The EBRD’s lending operations are directed by the institution’s Banking Department, which is divided into four issue and three regional groupings. Each grouping is responsible for preparing and financing projects in its respective field, and for developing financial instruments.
In 2005, total investment was $5.47 billion, the highest level to date. 151 projects were launched.
2005 EBRD lending by sector:
- Infrastructure (Municipal infrastructure, Transport): $1.22 billion (22% of total)
- Specialized Industries (Manufacturing): $489 million (10% of total)
- Energy Efficiency and Ultimate Change Initiative (Energy efficiency, Natural resources, Power and energy): $943 million (17% of total)
- Other sectors (Agribusiness, Property and tourism, Telecommunications): $976 million (18% of total)
- Financial Institutions (Bank equity, Bank lending, Equity): $1.82 billion (33% of total)

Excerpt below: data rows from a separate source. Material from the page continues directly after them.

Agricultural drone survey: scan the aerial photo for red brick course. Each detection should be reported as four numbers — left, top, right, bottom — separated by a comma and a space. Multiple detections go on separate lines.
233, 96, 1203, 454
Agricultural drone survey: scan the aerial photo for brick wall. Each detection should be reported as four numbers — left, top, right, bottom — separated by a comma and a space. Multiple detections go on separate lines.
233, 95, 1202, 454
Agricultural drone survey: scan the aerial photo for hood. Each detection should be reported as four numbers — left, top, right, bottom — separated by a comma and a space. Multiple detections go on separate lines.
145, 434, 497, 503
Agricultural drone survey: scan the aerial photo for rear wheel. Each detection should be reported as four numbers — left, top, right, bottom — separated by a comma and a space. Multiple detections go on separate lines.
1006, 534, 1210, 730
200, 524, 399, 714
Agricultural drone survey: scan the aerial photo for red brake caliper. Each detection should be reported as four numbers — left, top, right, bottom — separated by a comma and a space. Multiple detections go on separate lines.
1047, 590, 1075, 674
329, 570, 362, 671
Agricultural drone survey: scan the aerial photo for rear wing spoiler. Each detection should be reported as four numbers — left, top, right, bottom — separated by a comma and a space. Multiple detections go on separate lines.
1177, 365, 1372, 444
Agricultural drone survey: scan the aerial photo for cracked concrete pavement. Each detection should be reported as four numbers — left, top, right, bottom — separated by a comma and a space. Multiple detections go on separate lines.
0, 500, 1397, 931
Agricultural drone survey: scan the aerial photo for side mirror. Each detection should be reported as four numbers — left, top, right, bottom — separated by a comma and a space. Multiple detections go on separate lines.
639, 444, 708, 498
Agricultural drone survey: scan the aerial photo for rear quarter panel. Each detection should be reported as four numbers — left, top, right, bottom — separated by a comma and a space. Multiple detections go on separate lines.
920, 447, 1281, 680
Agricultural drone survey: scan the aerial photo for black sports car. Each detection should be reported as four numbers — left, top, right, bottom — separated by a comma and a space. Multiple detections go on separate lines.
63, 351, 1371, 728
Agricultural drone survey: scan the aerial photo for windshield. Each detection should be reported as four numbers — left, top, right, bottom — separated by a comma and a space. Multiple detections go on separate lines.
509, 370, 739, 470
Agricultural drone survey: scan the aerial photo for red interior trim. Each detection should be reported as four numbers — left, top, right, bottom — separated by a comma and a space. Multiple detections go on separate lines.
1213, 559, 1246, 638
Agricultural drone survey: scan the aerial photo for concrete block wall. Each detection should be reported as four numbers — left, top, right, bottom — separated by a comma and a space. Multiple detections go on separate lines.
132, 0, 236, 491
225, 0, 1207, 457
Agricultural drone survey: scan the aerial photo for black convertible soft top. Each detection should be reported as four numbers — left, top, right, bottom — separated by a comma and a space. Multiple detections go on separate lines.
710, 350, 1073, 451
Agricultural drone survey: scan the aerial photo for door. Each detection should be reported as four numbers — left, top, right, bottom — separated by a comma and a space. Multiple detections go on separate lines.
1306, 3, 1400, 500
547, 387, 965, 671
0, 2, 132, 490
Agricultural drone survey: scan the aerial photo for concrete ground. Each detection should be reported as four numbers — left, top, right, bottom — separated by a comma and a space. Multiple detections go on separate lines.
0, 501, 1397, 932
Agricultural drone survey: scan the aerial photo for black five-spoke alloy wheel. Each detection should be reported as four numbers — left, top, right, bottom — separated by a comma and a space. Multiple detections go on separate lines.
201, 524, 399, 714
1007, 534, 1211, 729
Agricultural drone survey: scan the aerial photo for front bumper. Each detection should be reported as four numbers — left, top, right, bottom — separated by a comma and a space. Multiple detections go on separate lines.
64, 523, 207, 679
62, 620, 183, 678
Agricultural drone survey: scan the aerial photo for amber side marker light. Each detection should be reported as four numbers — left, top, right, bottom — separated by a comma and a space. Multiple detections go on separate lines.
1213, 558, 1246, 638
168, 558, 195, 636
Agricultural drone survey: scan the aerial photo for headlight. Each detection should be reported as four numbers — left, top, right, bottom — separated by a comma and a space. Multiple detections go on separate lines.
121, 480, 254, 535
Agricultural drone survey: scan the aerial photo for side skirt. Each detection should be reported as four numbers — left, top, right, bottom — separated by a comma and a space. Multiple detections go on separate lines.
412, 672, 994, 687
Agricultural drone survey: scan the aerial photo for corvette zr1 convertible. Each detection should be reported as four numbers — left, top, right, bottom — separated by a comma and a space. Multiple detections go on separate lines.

Regional groupings and amounts invested in 2005:
- Central Europe and the Baltic States: $876 million (16% of total)
- Southeastern Europe: $1.53 billion (28% of total)
- Western CIS and Caucuses: $1.20 billion (22% of total)
- Russia: $1.41 billion (26% of total)
- Central Asia: $438 billion (8% of total)
Requirements to receive for large projects (€5-230 million):
- The project must be located in an EBRD country of operation (EBRD website).
- It must have good prospects of being profitable.
- Significant equity contributions in cash or in kind are required from the project sponsor.
- The project must benefit the local economy.
- It must satisfy EBRD's environmental standards as well as those of the host country (EBRD website).
Many small projects are also financed, usually through financial intermediaries in the countries of operation.
EBRD shareholders fund the Bank with $25 billion ($6 billion paid in, $21 billion callable). This capital base allows EBRD to borrow funds on international markets at favorable rates, using these funds to finance projects in its countries of operation.